In West Africa the market eased slightly with rates for 130,000-mt Nigeria/UK Continent losing about 3.5 points to WS75 (showing a roundtrip TCE of about US$7400/day) while the rate for 135,000-mt Black Sea/Med remained relatively flat at the WS85 mark (a TCE roundtrip of about US$6300 per day).

The Middle East/Mediterranean market quietened down this week with only one fixture of a Greek owner fixing a Greek charterer for a Basra/Greece trip reported at WS50. The rate for 140,000-mt Basra/Lavera is now assessed at WS48, slipping a point from a week ago.

Aframax

In the Mediterranean, the market has firmed considerably and the rate for 80,000-mt Ceyhan/Lavera has pushed up 22.5 points to almost WS135 (US$18,600/day TCE roundtrip), while in Northern Europe the market for 80,000-mt Cross-North Sea has improved by 8 points to about WS117 (a TCE of about US$5900/day) and 100,000-mt Baltic/UK Continent gained 6.5 points to WS88.5/89 level (a TCE of about US$8600/day roundtrip).

Across the Atlantic, the market is still gradually easing with the rate for 70,000-mt US Gulf/UK Continent slipping another 3.5 points to WS124 (a TCE of US$10,300/day roundtrip), while the 70,000-mt Caribbean/US Gulf rate is down four points to WS145 (a TCE of US$15,200/day roundtrip) and 70,000-mt East Coast Mexico/US Gulf is 3.5 points lower than a week ago at WS149 (US$18,400/day TCE roundtrip).

Clean

The Middle East Gulf has seen upturn all around this week, with activity and rates gradually climbing as the week has progressed.

On the LR2s the TC1 rose 2.86 points to WS 95.36, a round-trip TCE of US$3616/day.

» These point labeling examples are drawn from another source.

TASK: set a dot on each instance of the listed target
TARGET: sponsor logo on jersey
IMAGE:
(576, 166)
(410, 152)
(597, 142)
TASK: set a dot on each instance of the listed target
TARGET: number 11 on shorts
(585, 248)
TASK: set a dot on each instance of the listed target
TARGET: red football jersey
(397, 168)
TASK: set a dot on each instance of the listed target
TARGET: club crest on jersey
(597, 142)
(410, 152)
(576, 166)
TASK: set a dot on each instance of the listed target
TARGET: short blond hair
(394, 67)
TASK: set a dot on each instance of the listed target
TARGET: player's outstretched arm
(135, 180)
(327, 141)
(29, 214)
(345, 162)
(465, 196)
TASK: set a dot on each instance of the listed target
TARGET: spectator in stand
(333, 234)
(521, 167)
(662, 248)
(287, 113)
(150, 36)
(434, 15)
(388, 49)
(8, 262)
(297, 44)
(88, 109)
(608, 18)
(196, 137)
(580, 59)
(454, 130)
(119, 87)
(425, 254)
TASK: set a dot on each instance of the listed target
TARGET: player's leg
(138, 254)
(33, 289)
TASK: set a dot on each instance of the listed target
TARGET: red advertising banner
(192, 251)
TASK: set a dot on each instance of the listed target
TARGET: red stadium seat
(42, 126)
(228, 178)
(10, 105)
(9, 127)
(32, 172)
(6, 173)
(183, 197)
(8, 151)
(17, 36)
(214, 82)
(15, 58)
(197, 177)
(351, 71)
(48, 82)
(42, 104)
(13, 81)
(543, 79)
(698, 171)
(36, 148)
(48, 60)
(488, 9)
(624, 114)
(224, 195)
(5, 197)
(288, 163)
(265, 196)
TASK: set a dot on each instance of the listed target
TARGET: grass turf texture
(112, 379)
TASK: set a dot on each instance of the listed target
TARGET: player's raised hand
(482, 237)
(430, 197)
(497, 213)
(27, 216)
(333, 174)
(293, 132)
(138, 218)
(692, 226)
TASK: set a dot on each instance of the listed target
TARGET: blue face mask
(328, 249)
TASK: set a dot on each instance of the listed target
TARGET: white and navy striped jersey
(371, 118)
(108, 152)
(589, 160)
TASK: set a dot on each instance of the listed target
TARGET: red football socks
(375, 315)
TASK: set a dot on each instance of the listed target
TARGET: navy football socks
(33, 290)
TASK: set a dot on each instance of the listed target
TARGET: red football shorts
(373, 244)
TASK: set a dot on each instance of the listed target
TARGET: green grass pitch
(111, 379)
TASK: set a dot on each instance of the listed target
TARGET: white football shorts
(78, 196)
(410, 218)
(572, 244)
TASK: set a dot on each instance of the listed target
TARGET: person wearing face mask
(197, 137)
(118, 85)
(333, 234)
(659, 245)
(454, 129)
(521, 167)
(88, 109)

The LR1s have followed a similar pattern and TC5 55k Middle East Gulf/Japan is up 3.71 points to WS128 a round-trip TCE of US$8602/day. The MRs have seen the biggest jump. The 35k Middle East Gulf/East Africa (TC17) is now WS195.42 (+WS 8.34).

The Mediterranean Handy market saw activity continue to put ships on subs, but rates are still under pressure.TC6 30kt Skikda/Lavera is now at WS 146.13 (- WS 13.87). The LR2s, TC15 80k Mediterranean/Japan were tested upward and are now marked at around US$1.85 million.

The Baltic Handy market saw a bit of momentum early in the week and the increased enquiry drove freight upwards into the WS160s, which then resettled. The TC9 30k Baltic/UK-Continent is now WS 152.86 (+ WS 26.07)

On the UK-Continent MRs, solid inquiries were introduced from the beginning of the week pushing Transatlantic levels up. The TC2 37k UK-Continent/US Atlantic Coast climbed WS5.56 to WS125 with sentiment for higher freight to come at time of writing. The TC19 37k Amsterdam to Lagos has also shown a consistently firming trend and is currently pegged at WS125.

On the LR1s, TC16 60k Amsterdam/Offshore Lomé have held steady and continue along at the WS100 mark for the moment.

In the Americas, renewed volume of fixing has yielded momentum in freight levels. TC14 38k US Gulf/UK-Continent jumped to WS 100.71 (+WS 22.85) and TC18 38k from US Gulf/Brazil rose WS 23.21 to WS 143.21

The MR Atlantic basket TCE rose from US$2892/day to US$6865/day.